In plain English, although most modern sequencers can be made to play back the MIDI data they contain, in sync with a multitrack tape, they can only go from the beginning of the track. No use trying to start halfway through - the sequencer will not know where it is supposed to be. If you are syncing MIDI and multitrack and you have to do a series of drop-ins, close to the end of the track, you have to go back to the beginning everytime. Tedious.

As you probably know, MIDI sync-to-tape works by recording a square wave pulse on one track of the tape which the sequencer can latch onto during subsequent playbacks. The problem is that apart from the start and finish of the song, this tone contains no information relating to whereabouts in the track you may be. The solution is to use timecode, which is a digital data stream recordable onto tape, which contains time information - as its name suggests. By striping a reel of tape with this code before any recording takes place, all sequenced events can later be linked to this code.

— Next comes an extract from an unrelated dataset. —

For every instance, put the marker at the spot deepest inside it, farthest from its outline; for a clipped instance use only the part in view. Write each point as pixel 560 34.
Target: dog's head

You can start or stop anywhere in the track and the timecode reader - or SMPTE reading clock - will know precisely where it is. If you can generate MIDI song position pointers from this code then you are laughing, or at least your MIDI sequencer is.

The Friendchip SRC, Bokse SM9 and Roland SBX-80 are all machines for converting timecode into data which can control a sequencer, whether by MIDI or clock pulses. The only problem has been until now that it has cost, if not Megabucks, then at least Kilobucks to buy these devices. Better have a grand in your wallet if you want to see some change.

The Nomad SMC is, as far as I am aware, the first device to bring SMPTE-to-MIDI synchronisation down to truly affordable levels - by which I mean a price that compares with the cost of a halfway decent sequencer. At such a low price, you can therefore expect facilities to be fewer and performance poorer than the more expensive models. Or can you? Let's see...


I think the best way to forge ahead is to examine what a SMPTE-to-MIDI (strictly speaking, timecode-to-MIDI) convertor must do.

Let's suppose you had one, and it could do all that you might want it to. Its first task would be to generate timecode to stripe the tape with, so let's include a timecode generator. Having done this, it would need to be able to read the timecode too. It might also have to cope with timecode from another generator, on a tape imported into the studio, for example. It must therefore be able to cope with all the common timecode formats, which are - two types of SMPTE code (Society of Motion Picture and Television Engineers), EBU code (European Broadcasting Union, which is the sort we normally use in Britain) and film code. It will preferably be able to recognise each of these types and adjust to incoming code automatically.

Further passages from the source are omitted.